It has taken a heroic set of assumptions about the sustainability and strength of the US economic recovery even to reach predictions for deficit reduction that look as modest as this. One slip by the economy, then this budget – and perhaps this presidency – will be off the rails.

President Obama is already having to fudge the promises he made to halve the deficit he inherited by 2013, and the picture beyond that is grim, too.

While Obama talked of tough choices and partial budget freezes, the most significant contributor to the falling deficit he envisions from 2011 is the economic recovery. With more business activity and more jobs, the government can expect more tax revenues and will have to spend less on unemployment benefits.

From 11 per cent of GDP now, the annual budget deficit is projected to fall to about 4 per cent by 2013. Without the spending freeze, the projection would still have been 5 per cent, such is the power of economic recovery to lift government receipts. The trouble is that the White House projection is based on a rosy view of the economy.

Although the US economy is growing again, it remains plagued by unemployment and a lack of business confidence.
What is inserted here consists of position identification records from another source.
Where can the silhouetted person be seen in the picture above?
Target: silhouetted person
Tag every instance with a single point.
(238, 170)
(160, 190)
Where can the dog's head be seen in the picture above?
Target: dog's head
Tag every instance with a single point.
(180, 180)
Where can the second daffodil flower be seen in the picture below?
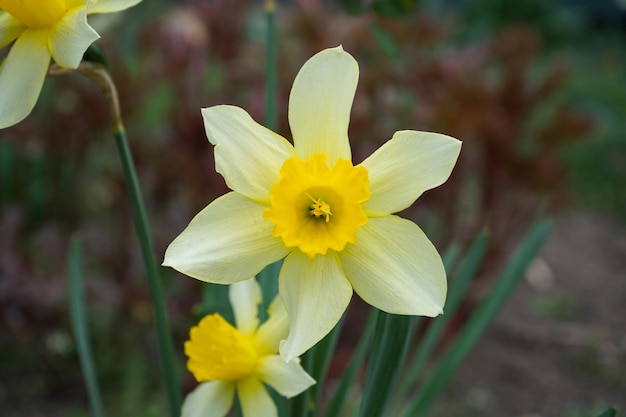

Add to that some real questions about what happens to the US housing market when tax credits for first-time buyers expire in the spring, and there is still no certainty that the recovery can be sustained.

But the White House doesn't just dismiss the prospect of a double-dip recession – in which case all bets would be off. It also dismisses the likelihood of below-par economic activity for a long time to come. With the national debt weighing on government spending and the baby boomer generation retiring, most economists predict a pretty miserable-feeling decade – not the numbers which are in the fine print of the Obama budget, and which show growth often above the long-term trend.

Even the ambition to agree structural changes to social security and government-run health insurance programmes would not bring down the deficit to the 3 per cent of GDP that is typically seen as healthy.

So here is the dilemma. If it looks as if the US government cannot afford more spending, it cannot afford not to spend. Pulling back on plans to stimulate the economy with more government programmes and tax cuts only makes those audacious economic forecasts harder to achieve.

It was clear on Inauguration Day that the new President would be walking a tightrope between the need to boost spending to keep the economy moving and the need to keep US government finances from spiralling out of control. The new budget shows that tightrope getting thinner, and Mr Obama wobbling.